By Bob Werner, Northampton County councilman
Officials in many areas of the country had documented warning signs regarding ES&S voting machines. That did not prevent Northampton County from ordering them to comply with Tom Wolf’s mandate that counties replace their old machines.
The Administration and their team presented the proposed voting machines as 100% reliable, despite danger signs that surfaced about their use. The vote to purchase ES&S Vote XL machines followed the decision by the Election Commission that was tasked with finding the best vehicle to protect our votes and bring their decision to Council. The fact that the Commission voted 3-2 (as close to a split decision as you can get with a 5-person panel), demonstrated that several of them had their doubts.
The road to the final decision was rocky, however. Several sessions were held for members of the public to voice their opinions and present opposition. In addition, Council and a representative from ES&S observed the machines in use in New Jersey for a school board race.

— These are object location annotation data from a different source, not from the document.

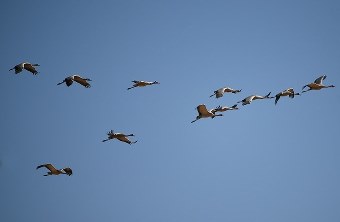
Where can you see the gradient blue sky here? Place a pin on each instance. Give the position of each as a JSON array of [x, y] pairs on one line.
[[262, 163]]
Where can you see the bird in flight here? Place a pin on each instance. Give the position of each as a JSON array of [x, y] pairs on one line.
[[138, 83], [288, 92], [204, 113], [317, 84], [219, 93], [119, 136], [54, 171], [82, 81]]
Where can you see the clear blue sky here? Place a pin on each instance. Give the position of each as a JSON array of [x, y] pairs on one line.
[[262, 163]]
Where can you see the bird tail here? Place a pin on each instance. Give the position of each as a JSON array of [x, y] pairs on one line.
[[267, 96]]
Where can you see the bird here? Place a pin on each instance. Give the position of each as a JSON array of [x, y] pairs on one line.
[[119, 136], [249, 99], [288, 92], [224, 108], [204, 113], [317, 84], [138, 83], [25, 65], [219, 93], [83, 81], [54, 171]]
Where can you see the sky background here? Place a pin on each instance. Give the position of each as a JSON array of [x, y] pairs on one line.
[[261, 163]]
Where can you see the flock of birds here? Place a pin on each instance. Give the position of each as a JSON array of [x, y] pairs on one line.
[[202, 110]]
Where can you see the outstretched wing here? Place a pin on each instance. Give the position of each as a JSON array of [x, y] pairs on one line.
[[49, 166], [220, 92], [30, 68], [202, 109], [81, 81], [68, 171], [319, 80]]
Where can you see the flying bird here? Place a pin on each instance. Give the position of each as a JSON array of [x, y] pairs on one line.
[[224, 108], [204, 113], [141, 84], [119, 136], [25, 65], [317, 84], [249, 99], [219, 93], [82, 81], [54, 171], [288, 92]]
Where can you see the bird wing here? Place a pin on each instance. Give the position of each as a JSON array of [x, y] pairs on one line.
[[202, 109], [30, 68], [219, 92], [68, 171], [49, 166], [319, 80], [81, 81], [17, 68]]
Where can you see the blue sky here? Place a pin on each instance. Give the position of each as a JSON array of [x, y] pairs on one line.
[[259, 163]]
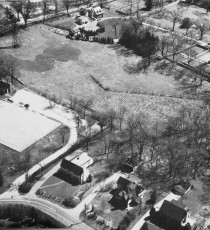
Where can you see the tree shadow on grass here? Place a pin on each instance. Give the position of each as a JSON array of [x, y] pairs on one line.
[[101, 176], [117, 204], [59, 174], [6, 47], [121, 50]]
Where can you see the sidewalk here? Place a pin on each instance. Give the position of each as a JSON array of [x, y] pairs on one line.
[[170, 197], [60, 114]]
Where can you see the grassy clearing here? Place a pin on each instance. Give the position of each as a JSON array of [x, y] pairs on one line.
[[60, 186], [106, 211], [106, 63], [35, 153]]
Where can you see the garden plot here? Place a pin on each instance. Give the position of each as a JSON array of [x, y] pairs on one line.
[[20, 128]]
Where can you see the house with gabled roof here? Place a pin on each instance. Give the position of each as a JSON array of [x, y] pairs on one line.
[[127, 191], [76, 168], [175, 211], [149, 226], [172, 215], [182, 187]]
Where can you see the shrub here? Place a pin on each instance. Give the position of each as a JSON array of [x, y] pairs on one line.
[[25, 187], [70, 202]]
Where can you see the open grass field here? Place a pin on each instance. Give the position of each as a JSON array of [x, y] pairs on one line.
[[194, 200], [191, 11], [35, 153], [52, 63]]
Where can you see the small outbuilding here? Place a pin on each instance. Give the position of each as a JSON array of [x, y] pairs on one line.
[[4, 88]]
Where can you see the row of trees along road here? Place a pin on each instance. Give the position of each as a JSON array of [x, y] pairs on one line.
[[177, 149]]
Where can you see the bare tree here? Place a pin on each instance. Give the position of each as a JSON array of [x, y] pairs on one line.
[[26, 10], [203, 27], [114, 23], [191, 54], [9, 67], [86, 105], [102, 119], [164, 45], [111, 115], [121, 115], [44, 8], [176, 16], [13, 20], [67, 4]]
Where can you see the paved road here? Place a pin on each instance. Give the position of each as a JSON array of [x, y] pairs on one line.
[[49, 209]]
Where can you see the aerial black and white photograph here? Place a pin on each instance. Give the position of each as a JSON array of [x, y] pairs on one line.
[[105, 114]]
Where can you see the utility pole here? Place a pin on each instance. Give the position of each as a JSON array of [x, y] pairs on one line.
[[85, 212]]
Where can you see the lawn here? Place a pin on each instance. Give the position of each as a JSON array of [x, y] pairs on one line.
[[68, 64], [193, 12], [67, 23], [60, 188]]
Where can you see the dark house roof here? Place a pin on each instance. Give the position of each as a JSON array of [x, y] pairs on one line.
[[4, 85], [172, 210], [122, 182], [150, 226], [126, 168], [71, 167]]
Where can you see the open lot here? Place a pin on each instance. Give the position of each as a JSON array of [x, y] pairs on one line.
[[21, 128], [52, 63], [14, 163]]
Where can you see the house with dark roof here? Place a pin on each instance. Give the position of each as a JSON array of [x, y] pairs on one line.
[[149, 226], [4, 88], [76, 168], [172, 215], [127, 191], [175, 211]]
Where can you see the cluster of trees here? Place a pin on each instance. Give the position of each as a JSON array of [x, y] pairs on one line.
[[142, 41], [180, 149], [149, 4]]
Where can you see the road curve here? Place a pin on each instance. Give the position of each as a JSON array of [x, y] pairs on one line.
[[57, 214]]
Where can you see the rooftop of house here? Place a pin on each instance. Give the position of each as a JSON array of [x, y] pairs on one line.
[[149, 226], [179, 204], [97, 10], [4, 85], [125, 184], [71, 167], [184, 184], [173, 210]]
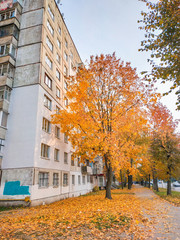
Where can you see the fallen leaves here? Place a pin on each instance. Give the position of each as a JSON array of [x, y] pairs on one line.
[[85, 217]]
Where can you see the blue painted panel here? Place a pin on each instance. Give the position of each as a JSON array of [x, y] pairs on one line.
[[14, 188]]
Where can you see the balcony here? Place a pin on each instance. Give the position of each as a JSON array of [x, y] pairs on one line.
[[10, 21], [86, 169], [6, 81]]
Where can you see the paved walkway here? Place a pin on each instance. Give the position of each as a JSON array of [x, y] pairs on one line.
[[164, 218]]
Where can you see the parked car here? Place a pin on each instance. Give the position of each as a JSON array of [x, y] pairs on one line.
[[176, 184]]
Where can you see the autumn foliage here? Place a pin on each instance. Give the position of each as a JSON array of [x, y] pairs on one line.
[[105, 115]]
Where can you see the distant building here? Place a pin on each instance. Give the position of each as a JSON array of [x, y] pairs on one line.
[[37, 53]]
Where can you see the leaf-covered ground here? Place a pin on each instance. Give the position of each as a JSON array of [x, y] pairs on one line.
[[174, 198], [126, 216]]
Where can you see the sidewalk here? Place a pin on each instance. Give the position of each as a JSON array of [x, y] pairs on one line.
[[164, 217]]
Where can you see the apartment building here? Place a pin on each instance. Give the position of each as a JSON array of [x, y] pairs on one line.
[[37, 54]]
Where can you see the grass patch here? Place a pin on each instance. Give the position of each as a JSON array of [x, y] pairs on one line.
[[105, 221], [116, 193], [174, 198]]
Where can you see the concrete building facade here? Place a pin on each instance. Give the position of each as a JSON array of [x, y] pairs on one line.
[[37, 54]]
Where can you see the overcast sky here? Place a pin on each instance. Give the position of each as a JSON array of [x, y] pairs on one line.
[[107, 26]]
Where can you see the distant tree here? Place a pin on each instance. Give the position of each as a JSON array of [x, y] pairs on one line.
[[162, 26], [164, 146], [105, 101]]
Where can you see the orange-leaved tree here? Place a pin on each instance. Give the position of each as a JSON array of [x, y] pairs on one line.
[[104, 98]]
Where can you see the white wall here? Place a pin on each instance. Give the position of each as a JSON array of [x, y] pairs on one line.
[[21, 133]]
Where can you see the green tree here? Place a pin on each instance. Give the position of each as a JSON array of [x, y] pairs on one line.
[[162, 26]]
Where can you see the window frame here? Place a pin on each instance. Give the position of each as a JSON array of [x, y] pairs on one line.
[[49, 102], [44, 180], [56, 155], [65, 179], [65, 158], [45, 151], [55, 179], [48, 81], [46, 125]]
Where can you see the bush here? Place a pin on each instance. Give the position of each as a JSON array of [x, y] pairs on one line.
[[96, 189]]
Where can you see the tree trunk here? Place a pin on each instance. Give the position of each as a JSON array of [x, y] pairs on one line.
[[122, 183], [149, 181], [109, 182], [125, 180], [169, 187], [109, 173], [129, 181], [169, 181], [155, 184]]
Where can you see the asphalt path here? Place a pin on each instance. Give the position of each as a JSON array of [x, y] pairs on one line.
[[164, 217]]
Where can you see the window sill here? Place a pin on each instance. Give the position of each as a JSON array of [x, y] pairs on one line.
[[45, 158], [47, 108], [46, 132]]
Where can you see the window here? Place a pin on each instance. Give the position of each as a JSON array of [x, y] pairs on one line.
[[4, 49], [65, 85], [66, 43], [58, 75], [43, 179], [48, 81], [13, 51], [9, 30], [79, 179], [5, 93], [57, 132], [59, 30], [56, 154], [83, 179], [78, 161], [65, 179], [58, 93], [50, 28], [58, 58], [46, 125], [65, 71], [88, 178], [4, 117], [58, 43], [45, 150], [73, 179], [57, 110], [65, 101], [7, 15], [72, 160], [48, 62], [65, 138], [47, 102], [55, 179], [1, 144], [6, 69], [49, 43], [66, 56], [51, 13], [65, 158]]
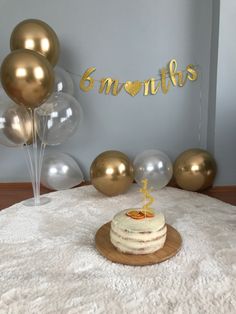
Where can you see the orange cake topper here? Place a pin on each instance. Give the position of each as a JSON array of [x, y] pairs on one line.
[[146, 211]]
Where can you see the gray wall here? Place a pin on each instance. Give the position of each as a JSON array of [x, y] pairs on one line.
[[225, 118], [128, 40]]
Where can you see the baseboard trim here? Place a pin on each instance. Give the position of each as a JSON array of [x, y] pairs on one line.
[[13, 192]]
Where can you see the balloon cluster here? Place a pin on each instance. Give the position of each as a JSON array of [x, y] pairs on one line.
[[28, 78], [38, 102], [112, 173]]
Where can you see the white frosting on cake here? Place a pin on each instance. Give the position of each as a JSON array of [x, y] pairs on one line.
[[138, 236]]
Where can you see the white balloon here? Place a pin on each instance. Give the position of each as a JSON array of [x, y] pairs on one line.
[[155, 166], [63, 81], [60, 171], [58, 118]]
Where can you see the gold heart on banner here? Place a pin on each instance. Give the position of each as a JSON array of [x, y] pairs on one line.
[[133, 88]]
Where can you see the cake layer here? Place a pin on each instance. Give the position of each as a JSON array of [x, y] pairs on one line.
[[147, 225], [136, 244], [138, 236], [145, 250]]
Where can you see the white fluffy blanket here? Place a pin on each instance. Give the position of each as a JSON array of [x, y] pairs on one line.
[[49, 264]]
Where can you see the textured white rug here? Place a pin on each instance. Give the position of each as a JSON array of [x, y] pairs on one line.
[[49, 264]]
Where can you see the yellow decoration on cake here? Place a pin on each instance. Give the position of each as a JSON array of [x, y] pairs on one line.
[[146, 211], [147, 196]]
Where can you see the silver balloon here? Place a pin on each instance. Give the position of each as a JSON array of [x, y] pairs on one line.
[[58, 118], [60, 171], [63, 81], [155, 166], [15, 123]]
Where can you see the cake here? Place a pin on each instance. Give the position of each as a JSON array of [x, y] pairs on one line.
[[134, 231]]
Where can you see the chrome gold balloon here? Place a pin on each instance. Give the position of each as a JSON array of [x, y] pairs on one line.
[[112, 173], [27, 78], [195, 170], [18, 125], [38, 36]]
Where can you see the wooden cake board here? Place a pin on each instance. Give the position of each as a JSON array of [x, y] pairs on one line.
[[107, 249]]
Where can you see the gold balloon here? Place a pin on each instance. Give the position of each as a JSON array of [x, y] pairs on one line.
[[112, 173], [38, 36], [27, 78], [195, 170], [18, 125]]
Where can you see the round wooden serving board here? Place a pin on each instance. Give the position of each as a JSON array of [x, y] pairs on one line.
[[107, 249]]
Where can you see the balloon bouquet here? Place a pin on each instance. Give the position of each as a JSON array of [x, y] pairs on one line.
[[41, 110]]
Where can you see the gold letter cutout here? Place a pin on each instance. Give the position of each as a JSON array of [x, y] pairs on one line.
[[173, 73], [150, 84], [90, 80], [192, 72], [108, 84], [164, 88]]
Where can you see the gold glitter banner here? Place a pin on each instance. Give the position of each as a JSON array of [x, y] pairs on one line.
[[169, 76]]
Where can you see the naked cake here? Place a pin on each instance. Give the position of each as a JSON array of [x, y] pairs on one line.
[[135, 231]]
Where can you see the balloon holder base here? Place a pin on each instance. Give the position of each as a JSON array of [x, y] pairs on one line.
[[34, 202]]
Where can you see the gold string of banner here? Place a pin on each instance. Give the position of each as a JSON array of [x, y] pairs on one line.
[[151, 86]]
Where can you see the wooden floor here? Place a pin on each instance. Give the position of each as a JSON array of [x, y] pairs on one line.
[[11, 193]]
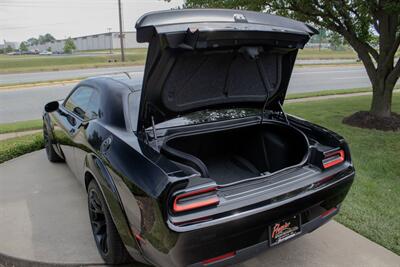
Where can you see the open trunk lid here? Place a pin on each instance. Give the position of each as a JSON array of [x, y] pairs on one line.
[[212, 58]]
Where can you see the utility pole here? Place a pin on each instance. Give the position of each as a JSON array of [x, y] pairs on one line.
[[110, 33], [121, 33]]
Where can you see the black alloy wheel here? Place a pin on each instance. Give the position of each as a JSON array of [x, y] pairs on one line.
[[98, 221], [48, 145], [106, 236]]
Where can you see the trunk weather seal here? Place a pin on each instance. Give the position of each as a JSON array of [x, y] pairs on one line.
[[304, 160]]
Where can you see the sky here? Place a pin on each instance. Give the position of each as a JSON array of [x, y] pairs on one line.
[[22, 19]]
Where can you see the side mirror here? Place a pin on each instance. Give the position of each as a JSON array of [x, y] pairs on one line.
[[51, 106]]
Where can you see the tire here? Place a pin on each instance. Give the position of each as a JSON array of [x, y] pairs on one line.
[[52, 155], [105, 234]]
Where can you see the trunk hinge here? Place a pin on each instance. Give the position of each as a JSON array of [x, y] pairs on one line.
[[283, 113], [153, 126], [267, 86]]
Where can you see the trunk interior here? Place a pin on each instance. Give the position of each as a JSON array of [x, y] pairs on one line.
[[227, 156]]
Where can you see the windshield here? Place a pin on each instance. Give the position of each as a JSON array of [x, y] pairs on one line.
[[206, 116]]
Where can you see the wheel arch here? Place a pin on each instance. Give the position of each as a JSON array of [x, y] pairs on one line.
[[96, 171]]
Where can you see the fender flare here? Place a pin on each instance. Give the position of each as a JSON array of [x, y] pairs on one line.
[[98, 172]]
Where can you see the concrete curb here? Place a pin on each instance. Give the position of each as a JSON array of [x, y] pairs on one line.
[[333, 96], [9, 261], [6, 136]]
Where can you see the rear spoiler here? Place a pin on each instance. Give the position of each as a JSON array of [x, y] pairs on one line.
[[212, 28]]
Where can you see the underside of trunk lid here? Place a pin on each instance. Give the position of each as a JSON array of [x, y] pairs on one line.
[[200, 59]]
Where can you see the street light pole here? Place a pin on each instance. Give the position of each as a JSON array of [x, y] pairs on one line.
[[110, 33], [121, 34]]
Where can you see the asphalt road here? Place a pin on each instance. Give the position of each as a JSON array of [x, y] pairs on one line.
[[71, 74], [61, 75], [27, 103], [33, 222]]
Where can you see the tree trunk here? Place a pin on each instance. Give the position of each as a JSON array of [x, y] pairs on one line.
[[382, 100]]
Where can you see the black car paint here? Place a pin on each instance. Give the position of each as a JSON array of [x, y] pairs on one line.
[[137, 182], [137, 196]]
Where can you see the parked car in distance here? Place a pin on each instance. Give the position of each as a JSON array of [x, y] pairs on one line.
[[46, 53], [197, 164]]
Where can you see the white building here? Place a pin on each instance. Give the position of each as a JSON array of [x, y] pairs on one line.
[[102, 41], [13, 45]]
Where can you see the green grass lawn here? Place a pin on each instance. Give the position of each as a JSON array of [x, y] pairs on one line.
[[15, 147], [21, 126], [315, 53], [372, 207]]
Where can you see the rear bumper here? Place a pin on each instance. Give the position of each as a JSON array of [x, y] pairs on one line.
[[249, 235], [249, 252]]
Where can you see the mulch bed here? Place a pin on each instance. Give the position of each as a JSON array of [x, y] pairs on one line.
[[363, 119]]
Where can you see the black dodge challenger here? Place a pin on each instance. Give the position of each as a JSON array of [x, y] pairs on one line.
[[197, 164]]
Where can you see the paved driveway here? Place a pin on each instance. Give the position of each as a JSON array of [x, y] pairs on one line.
[[43, 217]]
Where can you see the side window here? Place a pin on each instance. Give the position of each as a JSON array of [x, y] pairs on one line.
[[84, 102]]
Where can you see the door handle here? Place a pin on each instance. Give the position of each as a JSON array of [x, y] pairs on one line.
[[105, 146]]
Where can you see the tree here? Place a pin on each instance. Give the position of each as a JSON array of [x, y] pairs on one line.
[[358, 21], [69, 46], [23, 47]]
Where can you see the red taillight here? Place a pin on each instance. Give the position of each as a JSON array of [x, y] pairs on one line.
[[328, 212], [219, 258], [195, 199], [333, 158]]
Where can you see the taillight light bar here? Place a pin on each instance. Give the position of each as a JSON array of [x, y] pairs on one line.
[[196, 199], [333, 158]]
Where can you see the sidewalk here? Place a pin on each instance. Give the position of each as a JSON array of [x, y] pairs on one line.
[[43, 218]]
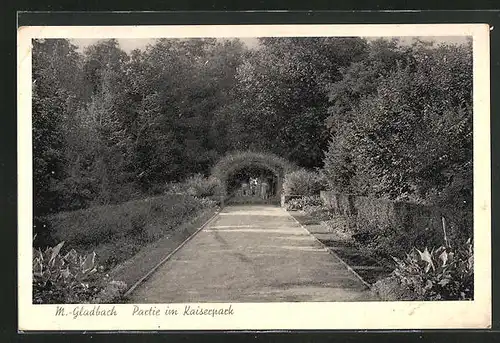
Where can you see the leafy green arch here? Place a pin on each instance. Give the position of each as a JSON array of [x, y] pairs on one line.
[[232, 162]]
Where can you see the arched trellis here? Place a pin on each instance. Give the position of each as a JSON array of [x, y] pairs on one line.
[[231, 163]]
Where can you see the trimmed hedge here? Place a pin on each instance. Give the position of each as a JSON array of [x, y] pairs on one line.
[[392, 228], [117, 232]]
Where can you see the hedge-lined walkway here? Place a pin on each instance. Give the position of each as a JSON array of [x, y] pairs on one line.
[[252, 254]]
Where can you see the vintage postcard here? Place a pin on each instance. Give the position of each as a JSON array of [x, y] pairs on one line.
[[254, 177]]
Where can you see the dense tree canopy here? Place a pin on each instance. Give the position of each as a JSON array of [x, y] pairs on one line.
[[379, 117]]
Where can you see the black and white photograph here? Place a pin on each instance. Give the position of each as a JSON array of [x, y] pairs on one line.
[[192, 174]]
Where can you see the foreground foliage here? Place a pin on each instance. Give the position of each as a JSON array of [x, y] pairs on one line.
[[70, 278], [442, 274]]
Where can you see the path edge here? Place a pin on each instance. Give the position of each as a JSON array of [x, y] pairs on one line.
[[331, 252], [166, 258]]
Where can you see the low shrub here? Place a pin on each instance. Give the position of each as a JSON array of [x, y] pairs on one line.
[[442, 274], [68, 278], [303, 182], [117, 232]]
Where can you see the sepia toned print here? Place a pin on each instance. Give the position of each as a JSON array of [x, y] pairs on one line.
[[273, 170]]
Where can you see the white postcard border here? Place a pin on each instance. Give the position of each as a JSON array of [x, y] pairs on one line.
[[266, 316]]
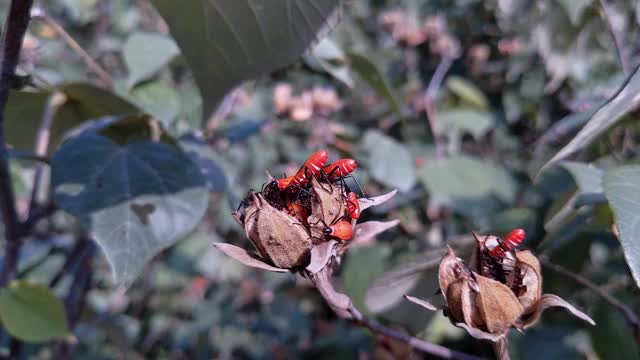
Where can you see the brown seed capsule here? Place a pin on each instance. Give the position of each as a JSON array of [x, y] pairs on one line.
[[278, 237]]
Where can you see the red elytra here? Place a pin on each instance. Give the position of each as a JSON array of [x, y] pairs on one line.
[[341, 230], [312, 167], [340, 168], [510, 242], [353, 206]]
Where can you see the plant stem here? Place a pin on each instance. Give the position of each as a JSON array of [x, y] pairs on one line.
[[429, 98], [429, 348], [104, 76], [13, 32], [501, 349], [632, 318]]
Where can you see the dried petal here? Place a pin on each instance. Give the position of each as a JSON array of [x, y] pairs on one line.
[[244, 257], [366, 231], [340, 303], [366, 203], [329, 203], [285, 241], [425, 304], [320, 256], [479, 334], [530, 288], [546, 301], [498, 305]]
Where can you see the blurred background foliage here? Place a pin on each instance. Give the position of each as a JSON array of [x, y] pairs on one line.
[[522, 77]]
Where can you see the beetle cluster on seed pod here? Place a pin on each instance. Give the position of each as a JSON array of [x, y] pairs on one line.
[[293, 213], [500, 289]]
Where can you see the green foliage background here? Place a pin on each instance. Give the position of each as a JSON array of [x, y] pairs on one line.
[[548, 68]]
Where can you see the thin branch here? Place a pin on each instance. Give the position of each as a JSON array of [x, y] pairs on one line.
[[501, 349], [632, 318], [56, 100], [429, 348], [617, 37], [105, 78], [13, 32], [430, 97]]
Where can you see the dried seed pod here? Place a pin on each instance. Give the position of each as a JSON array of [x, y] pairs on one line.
[[329, 202], [278, 237]]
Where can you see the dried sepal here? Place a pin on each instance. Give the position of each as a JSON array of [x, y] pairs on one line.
[[366, 203], [340, 303], [425, 304], [283, 239], [364, 232], [547, 301], [329, 202], [246, 258], [321, 255], [497, 305]]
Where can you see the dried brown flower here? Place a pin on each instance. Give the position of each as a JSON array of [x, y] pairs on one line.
[[495, 295]]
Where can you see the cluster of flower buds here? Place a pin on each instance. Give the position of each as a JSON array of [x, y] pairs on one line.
[[409, 32], [317, 101], [298, 222], [502, 289]]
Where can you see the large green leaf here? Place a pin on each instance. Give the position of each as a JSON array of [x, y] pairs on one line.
[[84, 101], [467, 184], [229, 41], [619, 105], [134, 196], [389, 161], [147, 53], [31, 312], [621, 188], [369, 72]]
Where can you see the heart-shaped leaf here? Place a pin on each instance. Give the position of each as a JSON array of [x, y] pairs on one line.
[[134, 197], [227, 42]]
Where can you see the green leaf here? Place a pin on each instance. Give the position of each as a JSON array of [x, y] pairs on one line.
[[623, 102], [330, 58], [611, 337], [370, 73], [31, 312], [228, 42], [468, 184], [135, 196], [587, 177], [389, 161], [468, 92], [621, 188], [159, 99], [147, 53], [84, 101], [460, 121]]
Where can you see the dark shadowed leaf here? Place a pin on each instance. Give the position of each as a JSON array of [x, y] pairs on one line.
[[135, 196], [468, 184], [84, 101], [227, 42], [623, 102], [202, 154], [612, 338], [467, 91], [389, 161], [370, 73], [147, 53], [387, 290], [621, 188], [244, 257], [31, 312]]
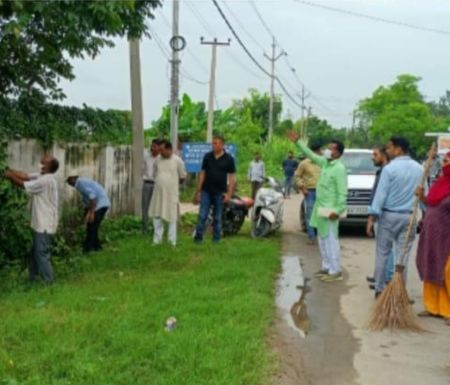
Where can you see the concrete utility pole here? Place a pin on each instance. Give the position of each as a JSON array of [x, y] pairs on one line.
[[212, 83], [272, 59], [138, 126], [304, 95], [175, 81]]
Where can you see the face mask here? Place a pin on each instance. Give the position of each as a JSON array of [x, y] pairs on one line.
[[446, 170]]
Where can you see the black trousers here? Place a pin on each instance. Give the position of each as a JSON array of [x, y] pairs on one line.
[[92, 242]]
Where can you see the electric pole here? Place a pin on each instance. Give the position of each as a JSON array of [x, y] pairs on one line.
[[174, 83], [138, 126], [272, 59], [212, 80], [303, 96]]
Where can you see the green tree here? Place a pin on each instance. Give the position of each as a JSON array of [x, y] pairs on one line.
[[397, 109], [258, 105], [38, 38]]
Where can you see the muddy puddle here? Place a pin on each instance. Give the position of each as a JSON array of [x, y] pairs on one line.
[[291, 293]]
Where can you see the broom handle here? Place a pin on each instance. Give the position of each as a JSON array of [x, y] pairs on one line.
[[412, 218]]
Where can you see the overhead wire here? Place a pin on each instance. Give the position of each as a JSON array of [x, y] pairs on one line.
[[261, 19], [166, 53], [242, 25], [374, 18], [188, 50], [250, 55], [287, 61], [208, 29]]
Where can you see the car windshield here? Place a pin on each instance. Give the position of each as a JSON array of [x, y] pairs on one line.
[[359, 163]]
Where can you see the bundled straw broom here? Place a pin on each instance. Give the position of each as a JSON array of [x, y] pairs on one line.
[[393, 309]]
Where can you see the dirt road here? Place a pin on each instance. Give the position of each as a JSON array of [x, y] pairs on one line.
[[322, 338]]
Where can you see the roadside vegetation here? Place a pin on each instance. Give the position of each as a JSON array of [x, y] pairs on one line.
[[104, 324]]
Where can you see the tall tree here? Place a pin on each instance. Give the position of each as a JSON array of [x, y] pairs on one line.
[[398, 109], [38, 38]]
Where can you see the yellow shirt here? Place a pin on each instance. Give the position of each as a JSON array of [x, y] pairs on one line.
[[307, 174]]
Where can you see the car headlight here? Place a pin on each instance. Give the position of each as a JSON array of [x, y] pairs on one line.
[[268, 201]]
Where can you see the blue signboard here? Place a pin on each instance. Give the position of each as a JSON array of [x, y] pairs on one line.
[[193, 153]]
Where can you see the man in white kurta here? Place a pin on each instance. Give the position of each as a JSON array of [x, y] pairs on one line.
[[169, 170]]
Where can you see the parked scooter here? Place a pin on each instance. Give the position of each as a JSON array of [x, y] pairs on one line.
[[267, 213], [233, 215]]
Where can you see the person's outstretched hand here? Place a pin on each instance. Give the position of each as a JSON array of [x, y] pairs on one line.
[[293, 136]]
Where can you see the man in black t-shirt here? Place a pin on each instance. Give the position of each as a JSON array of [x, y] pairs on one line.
[[215, 186]]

The results, according to ES&S, administrative research, and the County Executive was “ overwhelming success,” although it should be noted that the numbers of New Jersey voters paled when compared to the numbers we anticipated voting in Northampton County.
In the end, however, following a statement from the County Executive that he actually didn’t need County Council ‘s approval to purchase the ES&S machines, Council opted to take the responsibility on themselves and voted 8-1 in favor of ES&S. The question of why the Administration pushed so hard to quickly move the voting machine contract through, in itself, remains an unknown.
Malfunctions such as the ones we experienced have occurred with screen sensitivity, flipping, calibration problems, and voter touch errors. The glitches persist while numerous lawsuits and cancelled voting machine contracts continue to plague ES&S. In fact, in reviewing factual, documented records from other counties and states, the voting machine and screen problems that date back to 2008 should have been seriously considered when opting for these machines for Northampton County.
After the Election Day debacle, the County Exec and an ES&S VP stood before the public and council, trying to explain the inexplicable. The VP stated that he had never seen problems in his 14 years with the company, until three examples were pointed out, and one recollection came back as he offered that, yes, he remembered one of those episodes.
This history of incidents leads me to conclude that there will likely be no answers to fixing the coding, re-calibration, or re-programming of these voting machines that malfunctioned under acceptable voter conditions. As I was the lone vote against them, I consider it a priority to get our taxpayer $2.8 million back.
Speaking only for myself and not my fellow Council members, I strongly feel that we must move to ensure accuracy and reliability and have our election commission re-convene to find voting machines with paper ballots, not simply paper printouts, that will perform as expected under presidential election conditions with far better results than what Northampton County, and all of us as taxpayers , experienced in November.